- 1, Dick Road, Dalanwala Dehradun, Uttarakhand, 248 001 India

Information
- Type: Private
- Motto: Vidyaev Balam (Knowledge is Strength)
- Established: 1958
- School district: Dehradun District
- Principal: Ms. Pushpa Thapliyal
- Head of school: Ms. Madhu Narang
- Houses: Nilgiri (Blue), Vindhyachal (Yellow), Shivalik (Green) and Aravali (Red)
- Affiliation: ICSE and ISC

= Brightlands School =

Brightlands School (or Brightlands) is a private school located in the Curzon Road suburb of Dehradun, Uttarakhand, India. Brightlands was established in 1958 as a primary school and bought by the Narang family in 1971. After Mrs. Narang died in 1977, her son Ravi Narang took over the school and ran it until he died in 2020. Following Ravi Narang’s demise, Brightlands is being run by his sister Madhu Narang.

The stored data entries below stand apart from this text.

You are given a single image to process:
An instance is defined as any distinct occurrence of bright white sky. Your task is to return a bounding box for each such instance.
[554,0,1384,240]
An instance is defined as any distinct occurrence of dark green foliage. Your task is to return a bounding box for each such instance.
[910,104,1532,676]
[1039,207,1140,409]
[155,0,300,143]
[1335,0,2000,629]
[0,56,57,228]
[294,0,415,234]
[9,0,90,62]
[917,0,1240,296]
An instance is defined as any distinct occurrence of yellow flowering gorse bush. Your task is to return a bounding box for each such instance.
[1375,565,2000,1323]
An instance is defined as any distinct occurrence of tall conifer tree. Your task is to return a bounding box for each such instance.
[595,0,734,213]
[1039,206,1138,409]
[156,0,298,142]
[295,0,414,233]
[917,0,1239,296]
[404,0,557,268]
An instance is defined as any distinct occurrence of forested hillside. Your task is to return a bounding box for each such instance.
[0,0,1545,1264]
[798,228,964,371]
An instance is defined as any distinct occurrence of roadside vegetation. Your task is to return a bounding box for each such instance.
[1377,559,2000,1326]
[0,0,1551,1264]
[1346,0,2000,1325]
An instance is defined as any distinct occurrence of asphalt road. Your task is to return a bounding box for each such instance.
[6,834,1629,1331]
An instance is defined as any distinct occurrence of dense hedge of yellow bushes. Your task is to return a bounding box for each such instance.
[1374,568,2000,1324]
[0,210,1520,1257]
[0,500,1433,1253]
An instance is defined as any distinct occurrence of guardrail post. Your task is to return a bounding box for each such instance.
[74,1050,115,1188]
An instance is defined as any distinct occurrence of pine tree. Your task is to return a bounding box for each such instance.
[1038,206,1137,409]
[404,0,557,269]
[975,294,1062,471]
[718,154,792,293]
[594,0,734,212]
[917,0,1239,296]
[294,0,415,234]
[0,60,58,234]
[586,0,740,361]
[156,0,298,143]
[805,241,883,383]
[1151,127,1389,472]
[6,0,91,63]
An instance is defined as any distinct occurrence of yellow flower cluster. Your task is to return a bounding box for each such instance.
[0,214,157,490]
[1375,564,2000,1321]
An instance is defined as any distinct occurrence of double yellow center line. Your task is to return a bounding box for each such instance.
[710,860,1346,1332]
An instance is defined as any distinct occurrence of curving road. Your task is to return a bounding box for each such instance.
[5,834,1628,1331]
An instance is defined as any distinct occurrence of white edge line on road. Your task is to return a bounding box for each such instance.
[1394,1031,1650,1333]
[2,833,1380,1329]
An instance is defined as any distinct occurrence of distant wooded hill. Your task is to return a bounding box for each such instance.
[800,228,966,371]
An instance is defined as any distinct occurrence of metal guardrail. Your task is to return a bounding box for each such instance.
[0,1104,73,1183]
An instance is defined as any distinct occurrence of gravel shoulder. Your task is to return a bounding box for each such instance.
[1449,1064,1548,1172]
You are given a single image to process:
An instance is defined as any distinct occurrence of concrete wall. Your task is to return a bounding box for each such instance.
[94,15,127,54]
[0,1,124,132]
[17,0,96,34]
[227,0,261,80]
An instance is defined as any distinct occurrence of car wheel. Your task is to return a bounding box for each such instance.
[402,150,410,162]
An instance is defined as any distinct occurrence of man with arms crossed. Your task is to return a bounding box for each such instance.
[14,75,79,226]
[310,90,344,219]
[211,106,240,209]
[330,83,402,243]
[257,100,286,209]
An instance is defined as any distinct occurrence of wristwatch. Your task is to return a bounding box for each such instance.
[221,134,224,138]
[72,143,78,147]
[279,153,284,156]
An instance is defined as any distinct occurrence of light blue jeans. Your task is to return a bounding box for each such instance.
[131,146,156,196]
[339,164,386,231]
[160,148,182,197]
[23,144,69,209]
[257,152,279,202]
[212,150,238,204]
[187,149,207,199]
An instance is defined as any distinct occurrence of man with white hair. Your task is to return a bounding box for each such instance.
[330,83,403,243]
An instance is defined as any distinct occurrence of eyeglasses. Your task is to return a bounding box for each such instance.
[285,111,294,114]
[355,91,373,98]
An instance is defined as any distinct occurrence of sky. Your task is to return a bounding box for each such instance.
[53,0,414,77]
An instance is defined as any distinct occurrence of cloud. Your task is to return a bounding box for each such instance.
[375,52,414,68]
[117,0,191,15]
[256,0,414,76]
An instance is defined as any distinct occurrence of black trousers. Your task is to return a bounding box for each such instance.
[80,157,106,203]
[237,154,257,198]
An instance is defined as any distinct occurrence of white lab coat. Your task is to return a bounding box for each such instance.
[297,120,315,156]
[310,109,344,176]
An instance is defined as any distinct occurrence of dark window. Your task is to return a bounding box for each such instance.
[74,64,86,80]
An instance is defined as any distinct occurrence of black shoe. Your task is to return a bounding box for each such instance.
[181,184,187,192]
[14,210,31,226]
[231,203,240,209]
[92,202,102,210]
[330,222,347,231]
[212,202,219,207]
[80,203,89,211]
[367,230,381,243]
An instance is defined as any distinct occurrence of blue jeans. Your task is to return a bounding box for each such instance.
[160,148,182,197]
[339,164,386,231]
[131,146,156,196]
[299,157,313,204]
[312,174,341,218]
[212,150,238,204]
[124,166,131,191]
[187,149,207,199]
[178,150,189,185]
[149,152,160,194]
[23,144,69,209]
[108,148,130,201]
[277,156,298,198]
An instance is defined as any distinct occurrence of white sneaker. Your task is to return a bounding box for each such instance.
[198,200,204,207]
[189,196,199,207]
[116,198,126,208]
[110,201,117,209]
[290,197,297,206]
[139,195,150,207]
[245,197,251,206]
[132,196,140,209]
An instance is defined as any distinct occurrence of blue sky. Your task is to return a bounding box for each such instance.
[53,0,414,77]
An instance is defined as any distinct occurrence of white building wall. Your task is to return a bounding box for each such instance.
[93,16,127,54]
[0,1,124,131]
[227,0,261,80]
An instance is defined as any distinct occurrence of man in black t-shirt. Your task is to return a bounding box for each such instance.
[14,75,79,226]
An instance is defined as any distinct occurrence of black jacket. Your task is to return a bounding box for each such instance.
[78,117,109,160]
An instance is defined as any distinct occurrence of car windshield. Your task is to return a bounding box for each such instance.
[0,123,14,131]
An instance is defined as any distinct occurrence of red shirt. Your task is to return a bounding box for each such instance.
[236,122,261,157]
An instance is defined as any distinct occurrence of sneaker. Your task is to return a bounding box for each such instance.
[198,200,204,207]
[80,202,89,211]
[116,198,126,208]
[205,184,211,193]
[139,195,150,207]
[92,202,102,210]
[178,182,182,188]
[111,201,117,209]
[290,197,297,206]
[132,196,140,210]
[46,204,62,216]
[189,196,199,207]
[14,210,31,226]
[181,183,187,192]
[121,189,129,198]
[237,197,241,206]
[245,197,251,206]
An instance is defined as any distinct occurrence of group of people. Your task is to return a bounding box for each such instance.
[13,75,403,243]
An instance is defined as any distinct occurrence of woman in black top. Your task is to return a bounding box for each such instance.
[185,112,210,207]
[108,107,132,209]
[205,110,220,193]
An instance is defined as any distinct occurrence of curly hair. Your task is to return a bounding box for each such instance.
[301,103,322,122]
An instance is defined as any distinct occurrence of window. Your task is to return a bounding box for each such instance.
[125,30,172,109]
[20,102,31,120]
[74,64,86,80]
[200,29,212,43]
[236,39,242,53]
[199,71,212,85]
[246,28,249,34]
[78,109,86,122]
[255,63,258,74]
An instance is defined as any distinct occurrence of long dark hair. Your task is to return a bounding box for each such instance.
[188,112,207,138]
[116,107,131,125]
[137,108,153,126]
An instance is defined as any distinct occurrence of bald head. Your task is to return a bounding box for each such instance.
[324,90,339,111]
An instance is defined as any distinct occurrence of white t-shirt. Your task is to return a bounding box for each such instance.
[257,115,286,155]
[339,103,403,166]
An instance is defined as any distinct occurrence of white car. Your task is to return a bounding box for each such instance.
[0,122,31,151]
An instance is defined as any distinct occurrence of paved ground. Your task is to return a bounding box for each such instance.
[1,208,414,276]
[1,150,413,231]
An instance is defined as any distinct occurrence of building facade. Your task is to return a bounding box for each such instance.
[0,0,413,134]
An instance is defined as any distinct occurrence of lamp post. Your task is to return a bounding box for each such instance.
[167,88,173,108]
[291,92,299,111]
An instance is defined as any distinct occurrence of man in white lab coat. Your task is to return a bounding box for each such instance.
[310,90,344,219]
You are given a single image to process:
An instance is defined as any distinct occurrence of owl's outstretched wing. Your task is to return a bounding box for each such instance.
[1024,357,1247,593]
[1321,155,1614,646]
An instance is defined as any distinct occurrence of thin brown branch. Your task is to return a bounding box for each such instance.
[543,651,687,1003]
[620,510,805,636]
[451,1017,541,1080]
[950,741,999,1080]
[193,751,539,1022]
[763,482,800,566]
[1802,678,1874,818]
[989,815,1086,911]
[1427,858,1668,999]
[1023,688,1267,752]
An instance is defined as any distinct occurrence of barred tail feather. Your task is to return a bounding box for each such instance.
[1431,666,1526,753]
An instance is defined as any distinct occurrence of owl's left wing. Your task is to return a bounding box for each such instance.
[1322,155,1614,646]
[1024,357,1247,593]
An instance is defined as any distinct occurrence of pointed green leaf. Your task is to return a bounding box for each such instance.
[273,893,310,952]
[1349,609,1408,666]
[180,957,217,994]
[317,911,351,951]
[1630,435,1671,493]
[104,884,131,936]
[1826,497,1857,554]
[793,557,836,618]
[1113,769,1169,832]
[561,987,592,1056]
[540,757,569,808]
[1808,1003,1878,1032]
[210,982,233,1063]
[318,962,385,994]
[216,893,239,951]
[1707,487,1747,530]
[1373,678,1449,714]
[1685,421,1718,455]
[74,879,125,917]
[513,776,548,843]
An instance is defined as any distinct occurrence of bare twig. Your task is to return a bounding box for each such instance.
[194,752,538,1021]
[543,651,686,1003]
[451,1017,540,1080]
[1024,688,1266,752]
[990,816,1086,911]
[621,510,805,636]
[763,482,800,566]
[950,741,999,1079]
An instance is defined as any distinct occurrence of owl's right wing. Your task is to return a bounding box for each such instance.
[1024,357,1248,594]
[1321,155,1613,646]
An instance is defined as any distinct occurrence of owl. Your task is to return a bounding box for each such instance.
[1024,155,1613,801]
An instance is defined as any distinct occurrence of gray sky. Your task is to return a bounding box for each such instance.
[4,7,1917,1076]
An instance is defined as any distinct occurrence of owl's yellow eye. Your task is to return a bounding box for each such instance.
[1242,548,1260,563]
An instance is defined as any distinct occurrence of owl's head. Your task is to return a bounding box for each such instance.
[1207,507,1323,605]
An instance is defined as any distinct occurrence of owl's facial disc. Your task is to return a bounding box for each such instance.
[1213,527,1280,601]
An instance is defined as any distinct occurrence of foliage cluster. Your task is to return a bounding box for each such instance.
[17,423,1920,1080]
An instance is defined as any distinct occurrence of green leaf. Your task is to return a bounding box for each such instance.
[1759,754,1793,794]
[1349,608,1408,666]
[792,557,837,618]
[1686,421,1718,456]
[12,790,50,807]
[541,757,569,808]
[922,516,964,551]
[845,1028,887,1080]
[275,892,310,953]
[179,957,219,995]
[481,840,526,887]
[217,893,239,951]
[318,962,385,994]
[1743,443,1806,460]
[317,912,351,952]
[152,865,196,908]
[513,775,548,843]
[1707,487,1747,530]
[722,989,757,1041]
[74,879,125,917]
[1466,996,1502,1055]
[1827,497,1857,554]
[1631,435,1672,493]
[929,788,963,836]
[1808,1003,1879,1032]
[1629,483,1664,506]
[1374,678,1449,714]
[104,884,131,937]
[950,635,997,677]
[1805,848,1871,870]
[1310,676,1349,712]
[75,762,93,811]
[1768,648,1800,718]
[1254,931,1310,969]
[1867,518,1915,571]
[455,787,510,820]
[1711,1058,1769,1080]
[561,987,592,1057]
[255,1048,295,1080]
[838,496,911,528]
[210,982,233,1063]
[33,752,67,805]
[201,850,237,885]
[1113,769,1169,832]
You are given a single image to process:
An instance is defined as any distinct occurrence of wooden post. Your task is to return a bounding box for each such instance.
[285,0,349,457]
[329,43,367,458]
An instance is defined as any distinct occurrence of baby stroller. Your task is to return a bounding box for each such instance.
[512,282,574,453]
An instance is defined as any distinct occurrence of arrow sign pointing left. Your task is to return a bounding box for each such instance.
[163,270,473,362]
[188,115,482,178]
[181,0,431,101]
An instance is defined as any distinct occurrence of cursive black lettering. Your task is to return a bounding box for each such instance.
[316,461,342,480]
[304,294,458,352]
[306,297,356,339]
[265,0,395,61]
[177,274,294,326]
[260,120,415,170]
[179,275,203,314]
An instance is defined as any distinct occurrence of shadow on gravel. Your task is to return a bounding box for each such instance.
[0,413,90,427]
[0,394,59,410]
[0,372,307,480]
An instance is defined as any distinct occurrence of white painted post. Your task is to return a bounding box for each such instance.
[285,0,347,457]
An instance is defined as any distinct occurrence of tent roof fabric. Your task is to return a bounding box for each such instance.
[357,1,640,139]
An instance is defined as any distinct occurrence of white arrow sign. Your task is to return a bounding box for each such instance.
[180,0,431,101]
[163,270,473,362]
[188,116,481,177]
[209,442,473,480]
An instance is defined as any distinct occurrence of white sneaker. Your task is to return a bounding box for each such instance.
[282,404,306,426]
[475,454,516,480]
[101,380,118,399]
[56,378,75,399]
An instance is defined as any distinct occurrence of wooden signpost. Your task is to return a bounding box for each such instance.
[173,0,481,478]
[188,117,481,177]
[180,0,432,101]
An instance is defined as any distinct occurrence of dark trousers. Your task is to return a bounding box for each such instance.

The school was started in Dalanwala where Windlass Apartments now stands, till it moved to Kasturba road, also known as Curzon road. It is a 10+2 senior-secondary level, English medium, co-educational school affiliated to the Council for the Indian School Certificate Examinations, New Delhi. Over the years, Brightlands has established itself as a school with a reputation for exceptional academic results. In 2023, on the ICSE board exams for class 10, 5 of the top 10 students in Uttarkhand were from Brightlands. On those same board exams, 100 out of 156 students scored above 90% and 56 students scored above 95%. However, the school is also notorious for not having any extracurricular activities like sports leading to the frustration of many students.